Even while thinking this she joined the others in the carriage. She was either in this group or she was dead. The constant threat hung in the air and she might not particularly enjoy where her life was going right now, but as long as she went along with the plan she would at least have a life.
No one, not even Erramun, spoke in the carriage. All three priests were pale with fear as they sat up straight on the bench opposite her. Their eyes were wide and a bit too large lending credence to her belief that they were less than willing participants in all of this. That made it likely they really were priests. She dared not try to imagine what Erramun said to them to get them to come along on this little field trip. Imagining that would make her just as jumpy as the priests.
She grasped for some thought to distract her from what this outing might hold for her. The fact that she had not been told suggested to her that she would not like what she was going to do. If it was in her original job description she was sure that she would have been told so she would be prepared for it.
Knowing she would need her voice was apparently enough for this trip in Erramun’s opinion. Ciel disagreed but thought it prudent to keep her opinion to herself. She did make an effort to have her voice in top working condition as was requested, although it was something that she would always do when going into a risky situation as her words were her best chance to keep herself alive.

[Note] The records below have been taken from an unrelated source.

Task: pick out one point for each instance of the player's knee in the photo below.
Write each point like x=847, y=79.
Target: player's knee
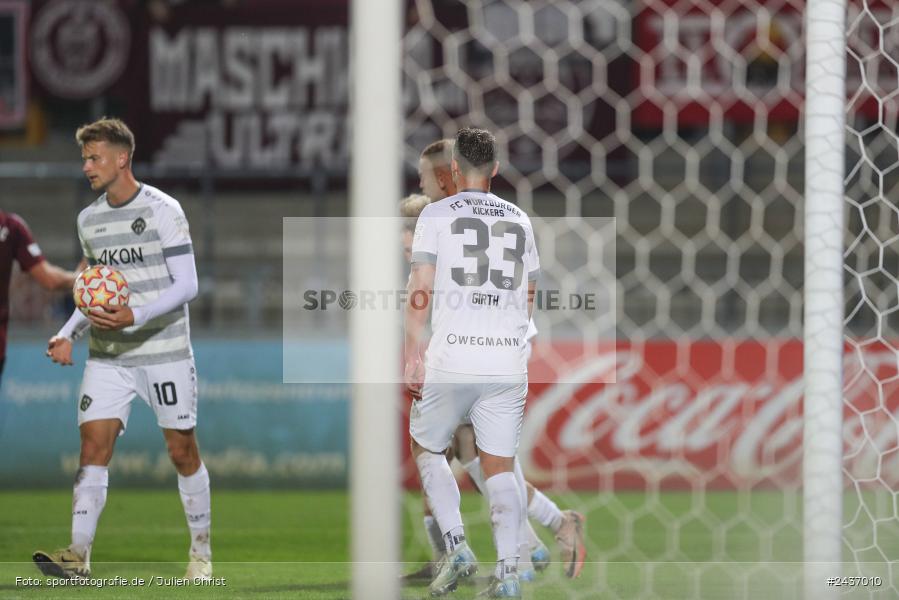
x=184, y=456
x=494, y=465
x=95, y=452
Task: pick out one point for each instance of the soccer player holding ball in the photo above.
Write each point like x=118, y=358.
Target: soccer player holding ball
x=141, y=348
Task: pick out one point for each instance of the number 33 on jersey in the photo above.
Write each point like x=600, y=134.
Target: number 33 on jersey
x=485, y=258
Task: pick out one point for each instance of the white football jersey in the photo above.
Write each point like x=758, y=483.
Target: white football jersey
x=485, y=256
x=136, y=238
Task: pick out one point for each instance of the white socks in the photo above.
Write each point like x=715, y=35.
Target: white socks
x=88, y=500
x=443, y=496
x=196, y=500
x=435, y=537
x=524, y=528
x=545, y=511
x=505, y=515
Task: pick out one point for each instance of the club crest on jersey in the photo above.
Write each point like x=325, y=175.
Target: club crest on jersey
x=139, y=225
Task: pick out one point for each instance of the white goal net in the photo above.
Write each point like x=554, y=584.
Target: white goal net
x=683, y=121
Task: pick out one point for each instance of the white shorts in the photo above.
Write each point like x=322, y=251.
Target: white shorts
x=496, y=409
x=169, y=388
x=466, y=420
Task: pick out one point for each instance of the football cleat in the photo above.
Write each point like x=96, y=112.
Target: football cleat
x=507, y=587
x=425, y=573
x=199, y=568
x=540, y=556
x=456, y=565
x=570, y=538
x=65, y=563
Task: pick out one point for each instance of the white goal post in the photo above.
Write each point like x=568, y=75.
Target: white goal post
x=375, y=342
x=822, y=464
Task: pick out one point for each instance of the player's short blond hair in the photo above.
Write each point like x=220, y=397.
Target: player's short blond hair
x=439, y=153
x=109, y=130
x=410, y=207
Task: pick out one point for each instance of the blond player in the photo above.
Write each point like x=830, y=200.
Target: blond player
x=140, y=350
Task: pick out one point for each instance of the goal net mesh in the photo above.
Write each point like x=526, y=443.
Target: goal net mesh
x=871, y=429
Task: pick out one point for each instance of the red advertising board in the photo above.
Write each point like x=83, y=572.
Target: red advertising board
x=740, y=60
x=720, y=415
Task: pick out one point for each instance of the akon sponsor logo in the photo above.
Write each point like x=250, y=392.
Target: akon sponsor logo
x=121, y=256
x=481, y=340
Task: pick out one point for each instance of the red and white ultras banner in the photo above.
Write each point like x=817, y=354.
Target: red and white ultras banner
x=717, y=414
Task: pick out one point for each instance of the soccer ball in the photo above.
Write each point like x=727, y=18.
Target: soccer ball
x=100, y=286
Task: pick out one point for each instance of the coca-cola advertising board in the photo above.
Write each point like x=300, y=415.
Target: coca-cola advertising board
x=716, y=414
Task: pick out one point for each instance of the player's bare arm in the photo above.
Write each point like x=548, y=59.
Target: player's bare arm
x=418, y=310
x=59, y=349
x=112, y=317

In a field outside the city, Ciel was forced to wait even longer. The sky was lightening to a pale, sickly purple as the sun approached the horizon. At this dim time of night, the priests still needed lamps to read over the documents one more time.
While the priests stood huddled together out in the field, Ciel, Erramun and the driver remained with the carriage. As the priests conferred they often glanced back to the carriage as if they wanted to run if they saw signs that they were not being watched.
These men were stalling. The way they paused, speaking in rapid, hushed tones after every small step made it clear they wanted to find a way out of performing this ritual. She did not fully understand what the documents she recovered contained. It was a ceremony of some sort. She did not have the background or the training to understand the significance of the steps, but the way the old priest in the research library had acted and spoken of his findings, she had to believe that it was not good news.
This sort of ritual was utterly unheard of as far as she knew. No one ever crossed over purposely and no one ever came back. Once it was believed someone disappeared to the other world, friends and family gave up hope.
She tried to take it all in as the priests got to work under the scrutiny of the High Lord’s steady, unwavering gaze. Her purpose in all this was never explicitly stated, but she had a feeling she would be the one stepping through that hole between worlds.
Everyone else present had an obvious purpose. The priests were here to open this portal. The driver was their means to get out here. Erramun orchestrated the whole thing, and even if he could, in theory, take care of this matter himself, he was above doing anything that might get his hands dirty or sully his reputation. His image bought him things even his vast wealth could not. Ciel’s reputation made her disposable.
As the disposable one she felt it was her duty to question the wisdom of this exercise. No one really knew what was over there. Of course, there were theories and rumors that came to light if one listened carefully to drunkards in taverns.
There was a whole other world out there, apparently. For those rumors to exist someone must have come back from over there. That part was probably why she was being sent. Someone, possibly more than one someone, had at some point in time returned and Erramun could not risk Yuri repeating history.
She felt a knot of worry start to build in her throat. She swallowed to try to put it away, but it persisted. Her nerves were already acting up even before her mind fully comprehended what had her concerned.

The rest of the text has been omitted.